Accordingly, CB1R activation has been suggested as a target for anxiolytic drug development [15, 43, 44]. Proposed agents for enhancing CB1R activation include THC, which is a potent and direct agonist; synthetic CB1R agonists; FAAH inhibitors and other agents that increase eCB availability, as well as nonpsychoactive cannabis phytocannabinoids, including CBD. While CBD has low affinity for the CB1R, it functions as an indirect agonist, potentially via augmentation of CB1R constitutional activity, or via increasing AEA through FAAH inhibition (reviewed in [21]).
Throughout recent years, cannabis oil has been utilized as a viable treatment for anxiety and depression. Moreover, it is continually being looked into by researchers. Truth be told, the impacts of CBD on anxiety is at present thought to be a standout amongst the most captivating and well-funded sectors of current cannabis research; if development proceeds in the way that it has in the course of the past years, at that point we will unquestionably expand exceptionally compelling means by which oils for anxiety and depression can be utilized as a viable treatment.
Nervous system reset: When we experience a freeze-fight-flight response, activity in the autonomic nervous system (ANS) is altered.

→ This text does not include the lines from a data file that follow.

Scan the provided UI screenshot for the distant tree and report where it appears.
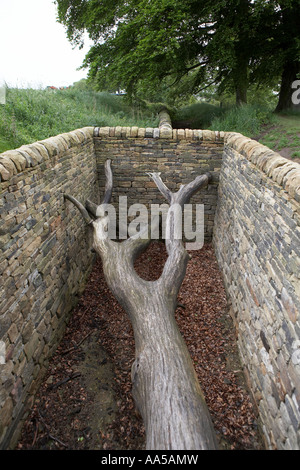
[56,0,300,109]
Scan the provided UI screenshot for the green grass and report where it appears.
[210,105,275,138]
[259,112,300,158]
[0,88,158,152]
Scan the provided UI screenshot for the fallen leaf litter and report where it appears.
[17,242,263,450]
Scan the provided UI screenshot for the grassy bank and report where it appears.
[0,88,157,152]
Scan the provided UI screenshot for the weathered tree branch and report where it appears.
[63,162,217,450]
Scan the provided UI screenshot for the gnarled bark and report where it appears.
[66,161,217,450]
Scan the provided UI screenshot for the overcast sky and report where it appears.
[0,0,92,88]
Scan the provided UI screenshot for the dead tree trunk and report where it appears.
[65,161,217,450]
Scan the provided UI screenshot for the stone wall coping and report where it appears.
[224,132,300,202]
[0,127,94,182]
[0,125,300,202]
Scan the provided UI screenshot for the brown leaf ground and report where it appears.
[17,242,263,450]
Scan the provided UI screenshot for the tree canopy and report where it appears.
[56,0,300,109]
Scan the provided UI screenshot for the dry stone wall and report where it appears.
[0,128,97,449]
[214,133,300,450]
[94,125,224,241]
[0,113,300,449]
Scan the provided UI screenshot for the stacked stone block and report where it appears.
[0,128,97,449]
[94,125,224,241]
[214,133,300,450]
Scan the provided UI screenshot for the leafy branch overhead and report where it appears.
[56,0,300,107]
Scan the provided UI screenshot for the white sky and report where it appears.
[0,0,91,88]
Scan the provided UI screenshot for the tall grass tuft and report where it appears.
[210,105,276,137]
[0,88,158,152]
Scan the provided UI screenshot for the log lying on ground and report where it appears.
[65,160,217,450]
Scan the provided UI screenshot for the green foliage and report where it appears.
[210,105,276,138]
[0,87,157,151]
[56,0,300,110]
[172,103,223,129]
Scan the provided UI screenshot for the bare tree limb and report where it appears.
[65,164,217,450]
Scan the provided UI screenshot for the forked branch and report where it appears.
[66,161,217,450]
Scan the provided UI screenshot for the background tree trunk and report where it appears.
[63,165,217,450]
[275,61,300,113]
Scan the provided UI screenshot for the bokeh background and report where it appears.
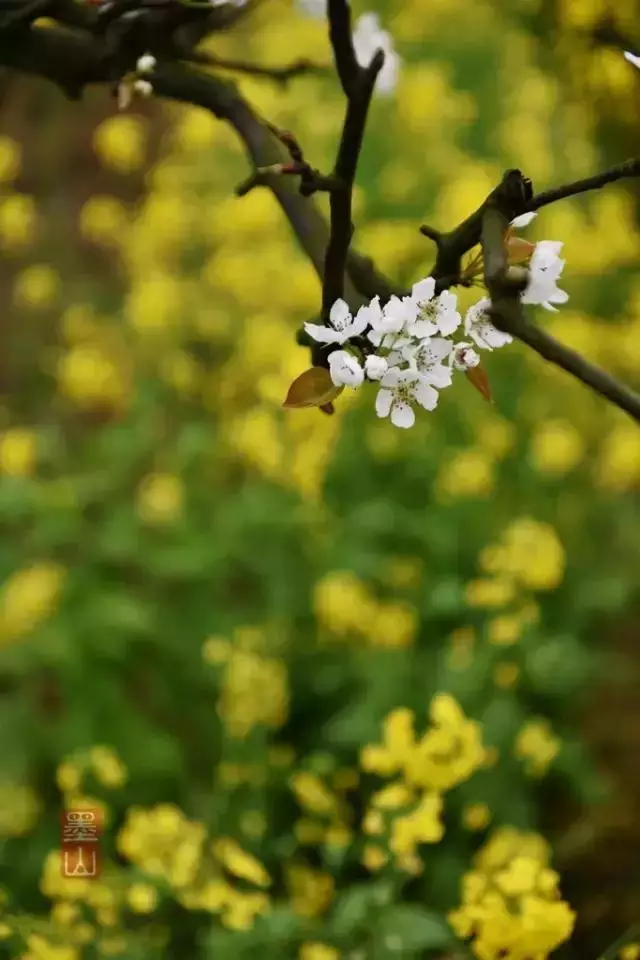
[0,0,640,960]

Anxiety and fear-inducing situations skew activation of the ANS so that the sympathetic branch is more active than the parasympathetic branch.  Administration of CBD has been shown to prevent overactivity in the sympathetic branch via 5-HT1A partial agonism.  This means that administration of CBD prior to or after a highly stressful event may prevent a full-blown nervous breakdown.

Over the past two years, 17 states have passed laws legalizing CBD so that patients can obtain the drug without fear of prosecution from local authorities. For intractable childhood epilepsies—the sorts of seizure disorders that for centuries have ruined lives and shattered families, the ones even specialists like Hernandez dread—CBD could be a miracle cure.

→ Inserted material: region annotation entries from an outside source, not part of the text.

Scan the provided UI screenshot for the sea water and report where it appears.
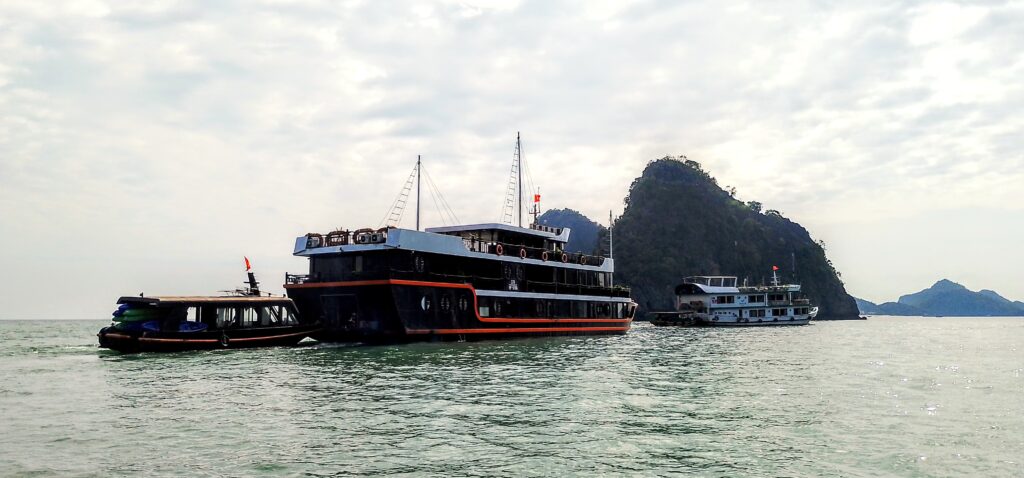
[0,317,1024,477]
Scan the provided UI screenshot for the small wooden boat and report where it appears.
[96,272,322,353]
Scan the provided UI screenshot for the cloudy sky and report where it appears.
[0,0,1024,318]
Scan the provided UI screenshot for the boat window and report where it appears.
[217,307,239,329]
[242,307,260,327]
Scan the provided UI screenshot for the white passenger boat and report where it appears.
[651,272,817,327]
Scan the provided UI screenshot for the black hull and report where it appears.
[286,279,632,343]
[96,325,322,353]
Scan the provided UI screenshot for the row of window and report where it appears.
[184,305,299,329]
[468,297,632,318]
[309,252,611,292]
[739,307,810,317]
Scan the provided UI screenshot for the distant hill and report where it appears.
[537,209,606,254]
[857,279,1024,316]
[853,297,879,313]
[613,158,859,318]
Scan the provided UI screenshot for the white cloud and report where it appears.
[0,1,1024,314]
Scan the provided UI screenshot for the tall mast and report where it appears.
[608,211,615,287]
[416,155,420,230]
[515,131,522,227]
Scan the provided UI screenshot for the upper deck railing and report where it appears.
[285,269,630,298]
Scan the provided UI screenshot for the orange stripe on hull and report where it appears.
[138,337,219,344]
[285,278,633,327]
[227,331,317,342]
[406,327,630,335]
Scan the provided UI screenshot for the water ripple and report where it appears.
[0,318,1024,476]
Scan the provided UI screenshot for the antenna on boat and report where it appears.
[416,155,422,230]
[530,187,541,224]
[515,131,522,227]
[608,209,615,287]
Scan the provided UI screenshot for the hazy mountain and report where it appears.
[858,279,1024,316]
[898,279,1024,316]
[614,158,858,318]
[537,209,606,254]
[872,302,928,315]
[853,297,879,313]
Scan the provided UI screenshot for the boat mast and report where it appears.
[515,131,522,227]
[416,155,420,230]
[608,210,615,287]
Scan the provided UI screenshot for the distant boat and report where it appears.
[651,274,818,327]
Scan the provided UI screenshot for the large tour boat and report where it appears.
[284,138,636,342]
[651,271,817,327]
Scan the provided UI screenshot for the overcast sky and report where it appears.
[0,0,1024,318]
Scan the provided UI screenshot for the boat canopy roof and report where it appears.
[118,296,293,307]
[683,275,736,288]
[424,222,569,243]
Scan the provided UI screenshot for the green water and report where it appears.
[0,317,1024,477]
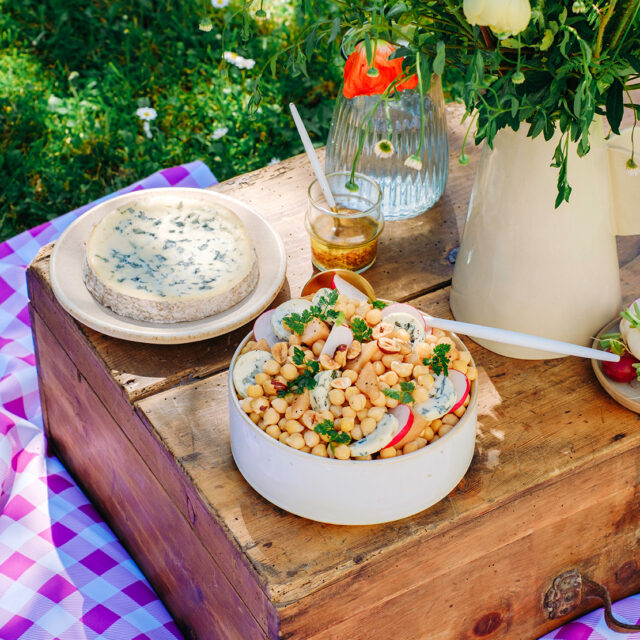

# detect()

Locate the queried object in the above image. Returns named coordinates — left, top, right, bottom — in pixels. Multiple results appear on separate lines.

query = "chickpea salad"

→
left=233, top=277, right=477, bottom=460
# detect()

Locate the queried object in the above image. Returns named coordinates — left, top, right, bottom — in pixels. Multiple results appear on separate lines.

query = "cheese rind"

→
left=83, top=196, right=259, bottom=323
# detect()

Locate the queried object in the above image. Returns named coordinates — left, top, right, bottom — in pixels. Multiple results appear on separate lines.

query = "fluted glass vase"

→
left=325, top=76, right=449, bottom=220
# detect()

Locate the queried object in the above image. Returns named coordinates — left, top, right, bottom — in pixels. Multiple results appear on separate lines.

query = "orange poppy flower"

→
left=342, top=40, right=418, bottom=98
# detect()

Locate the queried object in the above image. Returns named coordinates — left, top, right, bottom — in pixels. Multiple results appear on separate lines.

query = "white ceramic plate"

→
left=50, top=188, right=286, bottom=344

How do you take it? CBD products comes in a variety of forms, including tinctures, gel caps, and topical applications. One athlete-focused company, Floyd’s of Leadville, offers a protein recovery powder and a carb drink that contain CBD. (That’s Floyd as in Floyd Landis, the former professional cyclist who was stripped of his 2006 Tour de France title for failing a drug test and who helped to expose Lance Armstrong’s doping.) Another athlete-focused company, PurePower Botanicals, offers capsules that combine CBD with herbs and other purported medicinals, such as turmeric. PurePower says that the non-hemp-derived ingredients increase the effectiveness of the products’ CBD.
Subjects were instructed to abstain from alcohol for 24 h and caffeine for at least 24 h before each visit to the laboratory. Subjects who reported having less than 6 h of sleep the previous night were excluded from the trial. After at least 8 h of fasting, subjects were instructed to have a light, standardized meal 2 h before the experiment. For the present study, a randomized, double blind, and crossover model was used. Once one volunteer gave up participating the study, the 26 participants were assessed on two different occasions, in a 2-week interval, with identical procedures except for the substance that was administered. In each visit, participants were first submitted to a cognitive and subjective evaluation, then an oral dose of CBD (300 mg) or placebo was administered 30 min before the polysomnographic recordings began.
Preclinical evidence conclusively demonstrates CBD’s efficacy in reducing anxiety behaviors relevant to multiple disorders, including PTSD, GAD, PD, OCD, and SAD, with a notable lack of anxiogenic effects. CBD’s anxiolytic actions appear to depend upon CB1Rs and 5-HT1ARs in several brain regions; however, investigation of additional receptor actions may reveal further mechanisms. Human experimental findings support preclinical findings, and also suggest a lack of anxiogenic effects, minimal sedative effects, and an excellent safety profile. Current preclinical and human findings mostly involve acute CBD dosing in healthy subjects, so further studies are required to establish whether chronic dosing of CBD has similar effects in relevant clinical populations. Overall, this review emphasizes the potential value and need for further study of CBD in the treatment of anxiety disorders.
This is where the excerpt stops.